Veronika Hyden-Hanscho analysiert den Versandhandel von Alexander Bergeret im 17. Jahrhundert. Dieser betrieb einen erfolgreichen Luxuswaren- und Textilhandel zwischen Paris und Wien über einen Zeitraum von 37 Jahren. Bergeret, ein Diener ausländischer Botschafter in Paris, baute diesen Handel sukzessive auf, nicht zuletzt durch seine langjährigen Beziehungen zum kaiserlichen Diplomaten und Reichsgrafen Ferdinand Boaventura von Harrach. Hyden-Hanscho rekonstruiert die Handelsnetzwerke Bergerets und zeigt u. a. wie dieser von diplomatischen Transporten für den Vertrieb seiner Waren zu profitieren wusste.

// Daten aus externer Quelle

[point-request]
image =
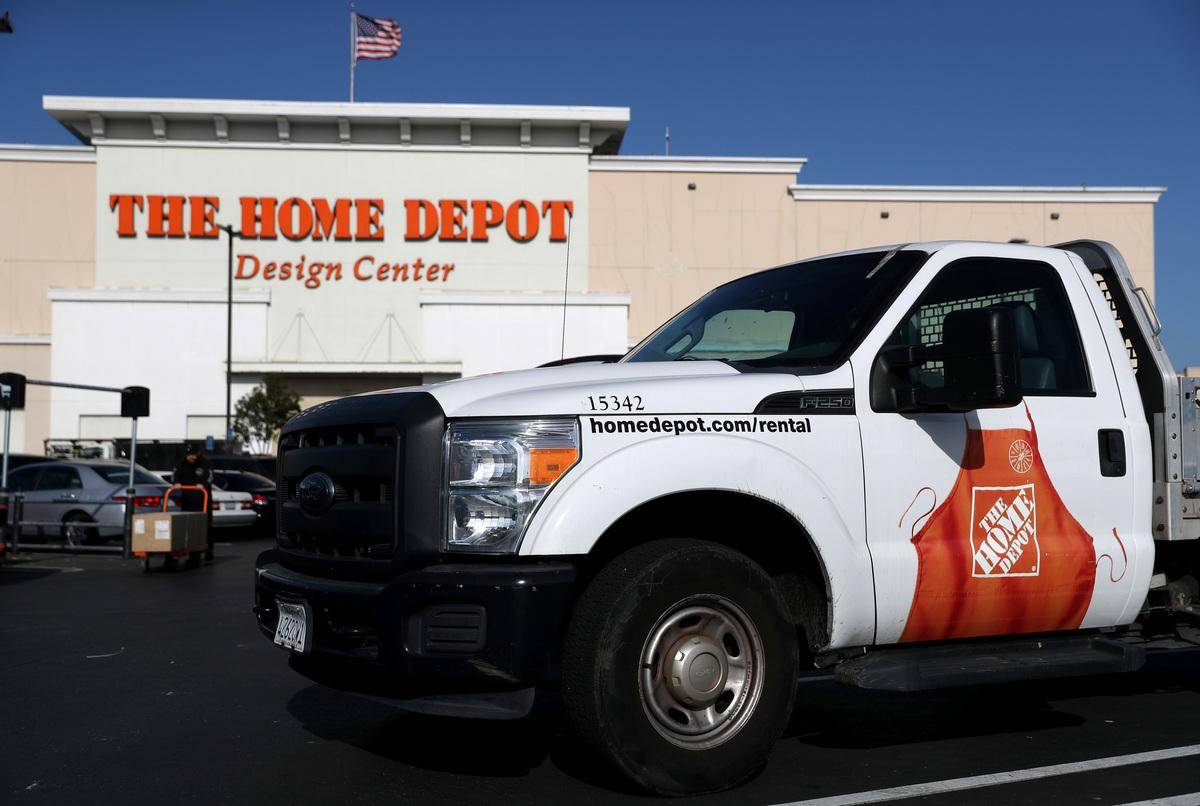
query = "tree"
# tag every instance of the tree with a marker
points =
(262, 413)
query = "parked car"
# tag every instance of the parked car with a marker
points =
(22, 459)
(231, 509)
(84, 495)
(261, 489)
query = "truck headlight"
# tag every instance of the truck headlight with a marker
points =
(497, 471)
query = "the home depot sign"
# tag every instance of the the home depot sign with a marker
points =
(294, 218)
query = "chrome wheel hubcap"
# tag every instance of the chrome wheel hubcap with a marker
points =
(701, 672)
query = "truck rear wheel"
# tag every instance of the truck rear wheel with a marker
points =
(679, 666)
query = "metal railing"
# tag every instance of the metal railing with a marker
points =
(73, 533)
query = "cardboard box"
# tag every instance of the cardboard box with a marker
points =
(171, 531)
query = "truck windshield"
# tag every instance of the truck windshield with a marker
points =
(807, 314)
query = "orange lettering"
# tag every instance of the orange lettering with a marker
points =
(333, 222)
(485, 215)
(513, 221)
(204, 209)
(165, 216)
(255, 212)
(367, 259)
(558, 214)
(295, 228)
(453, 228)
(124, 204)
(417, 210)
(241, 262)
(369, 227)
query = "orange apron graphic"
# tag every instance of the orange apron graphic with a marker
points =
(1001, 554)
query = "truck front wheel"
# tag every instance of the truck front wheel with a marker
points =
(679, 666)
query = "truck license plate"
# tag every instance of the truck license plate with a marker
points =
(292, 631)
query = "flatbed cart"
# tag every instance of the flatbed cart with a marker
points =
(184, 536)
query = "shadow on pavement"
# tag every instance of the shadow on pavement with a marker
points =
(831, 715)
(15, 575)
(483, 747)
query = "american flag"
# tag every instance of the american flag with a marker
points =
(375, 38)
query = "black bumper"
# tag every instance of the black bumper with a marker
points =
(441, 630)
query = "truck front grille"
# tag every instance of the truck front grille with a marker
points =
(361, 522)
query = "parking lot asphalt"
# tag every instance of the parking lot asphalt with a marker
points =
(118, 686)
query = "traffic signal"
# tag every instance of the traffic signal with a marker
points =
(135, 402)
(12, 390)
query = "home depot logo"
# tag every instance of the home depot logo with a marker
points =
(1003, 531)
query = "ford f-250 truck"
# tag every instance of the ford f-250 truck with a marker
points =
(934, 464)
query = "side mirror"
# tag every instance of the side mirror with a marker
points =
(981, 366)
(982, 359)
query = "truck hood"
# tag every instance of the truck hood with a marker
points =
(659, 388)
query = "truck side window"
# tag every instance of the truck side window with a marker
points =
(1051, 354)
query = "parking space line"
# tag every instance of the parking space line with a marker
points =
(999, 779)
(1189, 799)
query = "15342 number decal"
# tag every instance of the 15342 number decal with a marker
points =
(616, 403)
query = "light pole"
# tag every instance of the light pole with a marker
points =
(229, 230)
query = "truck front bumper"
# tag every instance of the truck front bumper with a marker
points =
(448, 632)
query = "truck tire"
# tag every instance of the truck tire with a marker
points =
(679, 666)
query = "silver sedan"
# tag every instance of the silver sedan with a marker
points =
(88, 497)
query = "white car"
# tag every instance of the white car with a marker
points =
(229, 509)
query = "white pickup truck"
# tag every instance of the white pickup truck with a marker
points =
(923, 465)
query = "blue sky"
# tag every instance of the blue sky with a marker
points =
(1011, 92)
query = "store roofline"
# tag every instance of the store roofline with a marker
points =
(973, 193)
(347, 367)
(333, 109)
(173, 121)
(682, 164)
(25, 152)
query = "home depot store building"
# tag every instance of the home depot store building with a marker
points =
(389, 245)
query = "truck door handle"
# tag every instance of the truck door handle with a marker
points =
(1111, 452)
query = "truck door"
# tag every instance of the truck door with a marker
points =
(1000, 521)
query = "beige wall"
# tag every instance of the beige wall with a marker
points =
(47, 238)
(666, 245)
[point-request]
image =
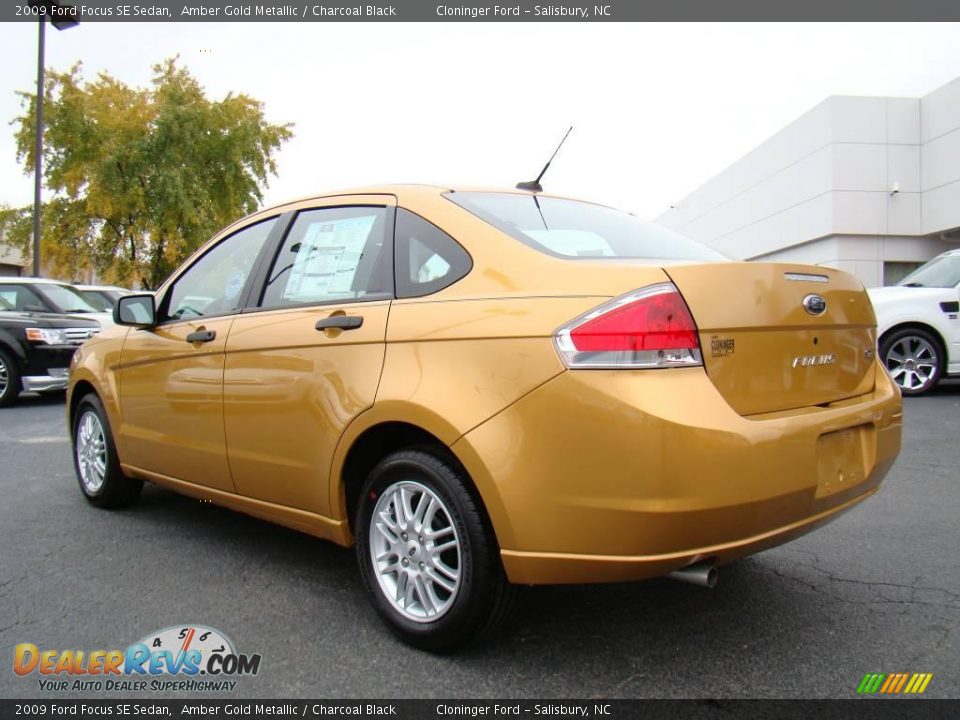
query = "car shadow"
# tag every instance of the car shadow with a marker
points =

Der Band schließt mit einem Aufsatz von Margit Schulte-Beerbühl, die der »cosmobilen« (Sarah Panter), Identität des Spekulanten und Künstlers Vincent Nolte (1779-1856) nachgeht. Die Autobiografie Noltes dient dazu, seinen finanziellen Tätigkeiten und vielfaches Scheitern als Spekulant zu schildern. Vor allem geht es aber darum anhand dieses Selbstzeugnisses der Identität Noltes nachzugehen. Dabei zeigt sich, dass die Mobilität, oder »cosmobile identity«, zugleich von Vorteil (Aufbau von Netzwerken) als auch von Nachteil (zügiger Kollaps derselben Netzwerke beim Misserfolg oder Ortswechsel) sein konnte.
Der Band bietet Einblick in die neuesten Forschungen zu Handelspraktiken und Netzwerken in der Frühen Neuzeit. Die Beiträge sind qualitativ hochwertig und das Ergebnis von umfassender Forschung und Archivarbeit. Allerdings fehlt eine konzeptionelle Klammer, die die Beiträge thematisch verbinden würde.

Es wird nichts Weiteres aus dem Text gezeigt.